More than 835,000 people were reported as affected by flooding across the country since May. The decrease in number from 854,000 at end November is due to a revision following the mission to Duk Islands in early December.
People in Jonglei, Unity and Upper Nile states are the worst affected by the floods.
Humanitarian organizations are providing emergency relief and community-based support to flood-affected people as resources allow.
Almost 620,000 flood-affected people have been reached with some form of humanitarian assistance, as of the end of November.
Physical access continues to be a challenge to assess and respond to needs while funding constraints has made it difficult to meet increasing needs.
Widespread flooding since May has continued to impact people and their livelihoods across South Sudan. More than 835,000 people were reported as affected by flooding in 33 of 78 counties, as of 8 December. The decrease in number from 854,000 at end November follows verification of the numbers of people impacted on Duk Islands where fewer people were found than those reported. Jonglei, Unity and Upper Niles remain the worst impacted states, with some 80 per cent of the total cumulative number of affected people. Jonglei is the hardest hit with 305,000 people affected, followed by Unity (220,000 affected) and Upper Nile (141,000 affected).

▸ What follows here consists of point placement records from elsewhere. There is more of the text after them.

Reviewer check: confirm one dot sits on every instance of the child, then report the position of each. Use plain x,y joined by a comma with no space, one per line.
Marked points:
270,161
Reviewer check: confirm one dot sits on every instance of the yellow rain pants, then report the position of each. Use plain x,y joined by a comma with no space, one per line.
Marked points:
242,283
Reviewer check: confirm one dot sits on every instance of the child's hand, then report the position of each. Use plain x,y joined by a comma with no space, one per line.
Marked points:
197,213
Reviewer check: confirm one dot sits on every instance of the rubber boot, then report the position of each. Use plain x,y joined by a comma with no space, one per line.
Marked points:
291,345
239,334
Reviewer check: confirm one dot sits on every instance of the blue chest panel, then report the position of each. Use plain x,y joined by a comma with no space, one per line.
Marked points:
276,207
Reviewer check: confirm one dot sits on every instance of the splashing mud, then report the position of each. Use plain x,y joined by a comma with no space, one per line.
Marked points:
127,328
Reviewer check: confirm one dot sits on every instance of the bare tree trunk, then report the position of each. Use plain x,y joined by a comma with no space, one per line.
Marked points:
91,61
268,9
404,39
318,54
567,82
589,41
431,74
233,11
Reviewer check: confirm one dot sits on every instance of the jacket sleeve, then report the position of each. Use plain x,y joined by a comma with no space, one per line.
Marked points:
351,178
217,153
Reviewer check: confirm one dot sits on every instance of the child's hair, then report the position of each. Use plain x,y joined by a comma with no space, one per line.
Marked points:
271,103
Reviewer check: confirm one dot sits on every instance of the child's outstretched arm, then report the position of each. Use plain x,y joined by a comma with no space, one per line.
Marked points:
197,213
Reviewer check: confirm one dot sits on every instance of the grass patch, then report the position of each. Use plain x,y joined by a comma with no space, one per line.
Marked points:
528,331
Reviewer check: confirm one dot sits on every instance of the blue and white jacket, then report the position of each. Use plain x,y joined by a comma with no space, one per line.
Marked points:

Homes, nutrition and health facilities, water sources, schools and markets are submerged, impacting people’s access to essential services, eroding their coping mechanisms and exacerbating vulnerability. The flooding has displaced thousands of people, many of whom have taken refuge on higher ground within their county, with many sheltering in churches, schools and public spaces. Floods destroyed farmland and crops, affecting seasonal harvest, placing at risk the next planting season, and killed a large number of livestock. People in some affected areas have reportedly no access to safe water, increasing the risk of waterborne diseases. Floodwaters continue to threaten people in areas such as in Bentiu town in Unity State where flood-affected people, including those in the Bentiu displacement camp, are in a dire situation. The floodwaters remain standing and stagnant, with no sign of receding resulting in longer term displacement.
In other areas, such as Jonglei and Upper Nile, water continues to rise as water overflowed or broke barriers.
Humanitarians continue to respond to the immediate needs of flood-affected people with services which include food assistance, healthcare, plastic sheeting for temporary shelter, water, sanitation and hygiene (WASH) services, nutritional supplies and relief items including mosquito nets, fishing kits and dignity kits, however resources are limited. As of the end of November 2021, humanitarians reached 619,000 people with food assistance; almost 477,000 people were provided with emergency water, sanitation and hygiene response; some 227,000 people provided with health services, including out-patient consultations. An estimated 237,000 people received various protection services; some 220,000 people were supported with camp coordination and camp management services; and almost 185,000 people reached with shelter and non-food items. Some 146,000 people were assisted with nutrition support; 181,000 people supported with education in emergency services; and approximately 132,000 people reached with livelihood support.
In collaboration with government authorities, the United Nations Mission in South Sudan (UNMISS) and local communities, humanitarian organizations are working tirelessly to prevent further flooding in areas such as Bentiu.
Community-based support is being provided through cash-for-work and food-for-work assistance, with flood-affected communities working alongside humanitarian organizations to repair and build dykes. In Bentiu town, water pumps and excavators have been deployed to prevent further flooding of airstrips, the Bentiu displacement camp, the main supply route and higher grounds.
Physical access remains a major challenge for humanitarian organizations to reach affected people as roads become impassable and communities are cut off by floodwaters. In the northern part of Lakes State, some 60,000 affected people in Cueibet, Rumbek Centre and North counties are beyond reach due to roads flooding. Humanitarian organizations must rely on air and rivers to transport relief supplies and to access the affected areas, which are costly. Recurrent conflict and sub-national violence in the flood-affected areas, particularly in Warrap, Western Equatoria and Unity states, are deterring the ability to verify people’s needs and the response.
Funding constraints and limited core pipeline supplies continue to be a challenge, which hinders the overall response.
Although humanitarian organizations are using resources from existing programmes, these are inadequate to address the increasing needs of flood-affected people. As increasing numbers of people are affected, humanitarian organizations are unable to reach all those in need despite prioritization.
The South Sudan Humanitarian Fund (SSHF) has allocated US$20 million, with part of the allocation supporting flood response efforts, complementing bilateral funding sources. The UN Central Emergency Response Fund, focusing on lifesaving activities in flood-affected areas, has allocated some $13 million. Of the US$1.7 billion requested in the 2021 South Sudan Humanitarian Response Plan, $1.13 billion or 68 per cent has been received, as of 14 December.